I also set a breakpoint using the target gdb in at one of the inline addi
instructions and checked the dereferenced instruction pointer, which supports the claim that indeed a "compressed add immediate" is executed:
(gdb) x $pc
0x94 <main+8>: 0x05850585
With the CoreDSL for c.addi
instruction:
C.ADDI {
encoding:b000 | imm[5:5]s | rs1[4:0] | imm[4:0]s | b01;
args_disass: "{name(rs1)}, {imm:#05x}";
X[rs1] <= X[rs1]'s + imm;
}
the 0x0585
-> 0b 0000 0101 1000 0101
-> 0b 000 0 01011 0001 01
matches the c.addi
instruction with register a1
-> x11
-> 0b01011
and 1
as immediate value.
So I am fairly certain that a "compressed add immediate" is executed.
Coming back to the instruction tree and using the encoding from above b000 | imm[5:5]s | rs1[4:0] | imm[4:0]s | b01
@0x0 Node[1:0]
@0x0 Node[15:13]
@0x0 Uninitialized Node
@0x1 Instruction: c.fld
@0x2 Instruction: c.lw
@0x3 Instruction: c.flw
@0x5 Instruction: c.fsd
@0x6 Instruction: c.sw
@0x7 Instruction: c.fsw
@0x1 Node[15:13]
@0x0 Uninitialized Node <-----
the c.addi
however seems to be uninitialized.
When uncommenting https://github.com/tum-ei-eda/etiss/blob/4c3631391c81ef49d292e030c09ffd085cb3c70c/ArchImpl/RISCV/RISCVArchSpecificImp.h#L386 the tree structure of the instruction set/instruction decoder gets printed.

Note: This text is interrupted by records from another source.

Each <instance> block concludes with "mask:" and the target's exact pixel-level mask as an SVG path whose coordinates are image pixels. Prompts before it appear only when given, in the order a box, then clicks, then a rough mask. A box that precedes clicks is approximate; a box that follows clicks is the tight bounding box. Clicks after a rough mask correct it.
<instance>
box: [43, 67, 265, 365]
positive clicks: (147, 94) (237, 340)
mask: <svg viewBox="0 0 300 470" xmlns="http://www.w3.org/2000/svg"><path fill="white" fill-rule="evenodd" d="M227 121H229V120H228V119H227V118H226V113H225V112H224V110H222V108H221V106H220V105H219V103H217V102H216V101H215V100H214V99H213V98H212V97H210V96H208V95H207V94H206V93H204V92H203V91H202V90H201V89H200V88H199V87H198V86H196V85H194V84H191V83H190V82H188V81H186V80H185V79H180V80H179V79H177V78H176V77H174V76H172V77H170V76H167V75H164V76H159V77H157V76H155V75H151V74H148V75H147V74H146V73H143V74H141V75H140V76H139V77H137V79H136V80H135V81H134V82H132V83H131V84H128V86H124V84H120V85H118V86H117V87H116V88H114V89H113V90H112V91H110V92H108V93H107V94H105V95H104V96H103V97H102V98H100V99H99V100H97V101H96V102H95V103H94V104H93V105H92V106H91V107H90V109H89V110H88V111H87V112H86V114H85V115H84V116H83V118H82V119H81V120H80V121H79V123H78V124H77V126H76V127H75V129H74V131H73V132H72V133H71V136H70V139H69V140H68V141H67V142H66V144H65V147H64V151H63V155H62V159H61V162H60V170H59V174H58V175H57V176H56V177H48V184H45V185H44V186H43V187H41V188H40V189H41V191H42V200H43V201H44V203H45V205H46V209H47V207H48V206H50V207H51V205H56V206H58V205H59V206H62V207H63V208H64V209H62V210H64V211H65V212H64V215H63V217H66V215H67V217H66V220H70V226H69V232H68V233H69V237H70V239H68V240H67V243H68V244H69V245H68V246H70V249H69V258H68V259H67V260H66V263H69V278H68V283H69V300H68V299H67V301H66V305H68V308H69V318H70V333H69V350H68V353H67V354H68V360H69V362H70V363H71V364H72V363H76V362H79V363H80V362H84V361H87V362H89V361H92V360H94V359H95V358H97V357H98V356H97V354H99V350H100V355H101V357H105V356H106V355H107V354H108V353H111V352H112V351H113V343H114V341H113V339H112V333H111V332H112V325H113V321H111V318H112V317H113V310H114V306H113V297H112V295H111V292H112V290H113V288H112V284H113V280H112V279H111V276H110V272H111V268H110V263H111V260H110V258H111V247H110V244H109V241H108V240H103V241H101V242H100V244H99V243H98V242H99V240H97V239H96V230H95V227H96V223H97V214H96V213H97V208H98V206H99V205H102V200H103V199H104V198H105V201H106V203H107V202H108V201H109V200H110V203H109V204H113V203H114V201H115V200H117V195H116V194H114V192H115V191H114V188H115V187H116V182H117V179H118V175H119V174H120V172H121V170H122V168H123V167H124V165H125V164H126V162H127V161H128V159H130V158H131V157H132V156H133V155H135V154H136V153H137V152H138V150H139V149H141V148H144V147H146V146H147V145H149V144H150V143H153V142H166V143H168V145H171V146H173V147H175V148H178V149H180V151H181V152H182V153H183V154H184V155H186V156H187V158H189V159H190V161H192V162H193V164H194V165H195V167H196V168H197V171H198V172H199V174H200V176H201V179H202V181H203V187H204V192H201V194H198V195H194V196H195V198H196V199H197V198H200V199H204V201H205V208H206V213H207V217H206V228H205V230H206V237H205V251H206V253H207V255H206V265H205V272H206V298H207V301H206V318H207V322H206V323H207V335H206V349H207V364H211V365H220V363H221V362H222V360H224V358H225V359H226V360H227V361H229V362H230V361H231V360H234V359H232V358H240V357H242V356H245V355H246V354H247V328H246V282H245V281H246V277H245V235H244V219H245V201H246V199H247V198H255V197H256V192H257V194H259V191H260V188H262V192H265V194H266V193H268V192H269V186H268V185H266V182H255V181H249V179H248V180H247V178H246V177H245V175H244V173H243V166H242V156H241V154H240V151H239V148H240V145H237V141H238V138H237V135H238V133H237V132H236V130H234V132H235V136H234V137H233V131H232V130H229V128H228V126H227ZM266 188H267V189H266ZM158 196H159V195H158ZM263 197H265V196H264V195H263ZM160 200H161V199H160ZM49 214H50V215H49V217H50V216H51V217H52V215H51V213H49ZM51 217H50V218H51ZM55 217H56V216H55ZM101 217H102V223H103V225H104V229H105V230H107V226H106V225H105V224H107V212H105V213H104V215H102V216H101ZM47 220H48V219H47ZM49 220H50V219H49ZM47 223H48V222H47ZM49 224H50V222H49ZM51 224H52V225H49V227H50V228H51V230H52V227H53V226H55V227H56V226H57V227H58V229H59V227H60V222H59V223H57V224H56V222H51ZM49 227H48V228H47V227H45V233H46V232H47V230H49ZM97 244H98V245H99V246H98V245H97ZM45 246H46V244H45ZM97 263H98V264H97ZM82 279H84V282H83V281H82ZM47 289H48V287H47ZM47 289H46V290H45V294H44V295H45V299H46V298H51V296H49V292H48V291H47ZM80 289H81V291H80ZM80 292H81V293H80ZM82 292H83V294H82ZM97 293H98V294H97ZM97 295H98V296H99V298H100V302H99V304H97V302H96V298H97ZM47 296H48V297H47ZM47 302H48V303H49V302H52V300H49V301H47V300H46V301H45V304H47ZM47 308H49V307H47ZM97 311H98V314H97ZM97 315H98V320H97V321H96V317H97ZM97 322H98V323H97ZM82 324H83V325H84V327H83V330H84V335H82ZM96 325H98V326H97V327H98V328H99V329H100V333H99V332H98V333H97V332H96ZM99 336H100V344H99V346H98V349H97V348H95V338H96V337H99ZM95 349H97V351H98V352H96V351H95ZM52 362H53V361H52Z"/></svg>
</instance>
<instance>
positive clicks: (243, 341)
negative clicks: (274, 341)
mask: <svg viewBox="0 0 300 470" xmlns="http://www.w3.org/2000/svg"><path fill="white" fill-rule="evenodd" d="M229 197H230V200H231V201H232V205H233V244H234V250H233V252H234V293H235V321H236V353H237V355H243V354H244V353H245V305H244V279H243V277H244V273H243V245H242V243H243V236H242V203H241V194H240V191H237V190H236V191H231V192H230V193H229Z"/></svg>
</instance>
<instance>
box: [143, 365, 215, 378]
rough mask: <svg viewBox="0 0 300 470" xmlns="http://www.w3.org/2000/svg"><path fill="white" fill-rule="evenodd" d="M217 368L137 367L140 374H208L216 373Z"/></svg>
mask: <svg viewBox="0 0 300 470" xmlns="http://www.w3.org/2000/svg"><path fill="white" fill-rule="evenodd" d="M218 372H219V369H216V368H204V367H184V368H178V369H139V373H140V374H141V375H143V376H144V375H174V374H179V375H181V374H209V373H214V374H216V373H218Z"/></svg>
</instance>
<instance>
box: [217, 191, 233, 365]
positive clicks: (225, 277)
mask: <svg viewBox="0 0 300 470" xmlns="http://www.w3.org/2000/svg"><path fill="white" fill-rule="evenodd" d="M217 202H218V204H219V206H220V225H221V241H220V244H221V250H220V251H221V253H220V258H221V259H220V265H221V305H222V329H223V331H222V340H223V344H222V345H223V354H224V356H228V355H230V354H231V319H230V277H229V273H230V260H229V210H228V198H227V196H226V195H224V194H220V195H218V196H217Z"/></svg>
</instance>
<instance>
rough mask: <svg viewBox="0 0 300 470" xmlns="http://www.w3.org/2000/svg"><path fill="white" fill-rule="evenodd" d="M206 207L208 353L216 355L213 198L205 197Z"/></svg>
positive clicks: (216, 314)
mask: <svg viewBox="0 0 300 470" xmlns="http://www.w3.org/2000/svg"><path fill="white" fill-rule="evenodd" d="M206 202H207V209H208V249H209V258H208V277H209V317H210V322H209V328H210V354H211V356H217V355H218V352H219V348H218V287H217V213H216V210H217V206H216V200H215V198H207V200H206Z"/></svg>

However, some nodes in the compressed instruction set tree are printed as "uninitialized" (arrows
<-----
inserted by me):A node gets printed as uninitialized when this condition evaluates to false: https://github.com/tum-ei-eda/etiss/blob/4c3631391c81ef49d292e030c09ffd085cb3c70c/src/Instruction.cpp#L739
The second uninitialized node
corresponds to the
c.addi
instruction. Checking the binary I am compiling (using an rv32gc compiler) this instruction gets used multiple times. I would thus expect the binary to throw some sort of error. However, the binary using these "uninitialized instructions" runs without any issues.What is happening here? Why are those nodes printed as uninitialized? Why does the binary run anyways? Any help is appreciated! :)
PS: I am mainly asking because I am working on something else, where some instructions/nodes of a RISC-V instruction set extension are also printed as "uninitialized". However, those uninitialized instructions cause some trouble and I am trying to understand why and where the underlying issue is.